Despite the constant flooding, and a few feet of silt and mud lining the floors of the 3 main chambers. The engine house vaults have survived relatively well, excluding the partial collapse in the northeast boiler room.
And till this day, the vaults remain hidden from the public eye, as many people wander the streets of Camden totally oblivious to what lays beneath the lock. The site is now due to cross paths with the HS2 scheme, as the main line is set to pass directly above it, just as trains passed above the vaults almost two centuries ago...

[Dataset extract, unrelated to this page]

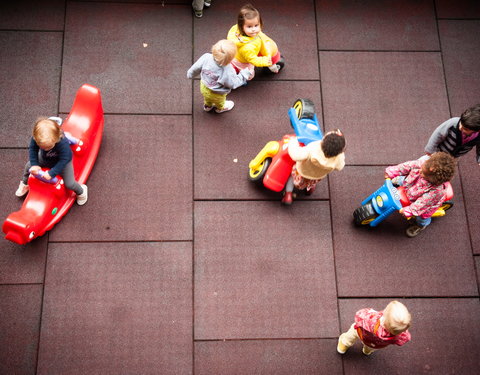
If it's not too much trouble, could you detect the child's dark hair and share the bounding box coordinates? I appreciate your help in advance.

The Vaults Under Construction - 1830s


The Explore:
I've explored the nearby Camden Rathole more times than I can count, but never thought to venture into the flooded chambers which join into the small tunnel network on the surface level.
I first encountered the flooded vaults in late November last year, but with the water being at a depth too great for even waders, I had no choice but to let it go. Fortunately, what I presume must either be the local council or network rail, have obviously been extracting a large quantity of sludge along with the majority of the water in preparation for HS2, making it just about possible to wade through.
Once my mate and I had straddled along the edge of one of the vaults, whilst clinging to a row of flimsy conduit, we reached what would've been the main engine room, which at one point housed the pulley system for the locomotives.
Unfortunately, not all of this place was as accessible and I would've hoped. The 3 main vaults were for the most part still quite severely flooded, and at first glance, you could be forgiven for thinking it was some sort of underground reservoir. However, with the water being relatively clear in some parts, we were able to judge the depth and step carefully in some of the more shallow sections.
This was certainly one of the more impressive 19th-century structures I've had the privilege to explore. However, with work on HS2 temporarily on hold due to current circumstances, I have no doubt the chambers have since refilled to a deeper level making access a lot more... damp. Upon exiting this unique location, I couldn't help but think about just how much lays beneath the streets, and just how much there is not just under London, but under towns and cities across the world.
Well and truly worth getting soaked trainers and damp jeans for this place.

1. The Main Engine Room


2. Facing Towards The Western Boiler Room


3. The Rope Tensioning Room (Right)


4. The Central Passage


5. The Sheave Room


6. Second Tensioning Room


7. The Eastern Boiler Room


8. The Coal Store


9. Looking Into Both Sheave Rooms


10. Facing Back Towards The Engine Room


11. The Second Coal Store


12. Exit Of The Coal Store


- Thanks For Looking -
Last edited:

Calamity Jane

i see beauty in the unloved, places & things
Regular User
Very nice, it is always a surprise to see what lays beneath our feet. Good job there. nicely researched too. :thumb


Stay in, save lives.
Regular User
#10 facing back to the engine room,
What the metal work in the top left? Are they spars, pipework or somthing else like a crane rail maybe?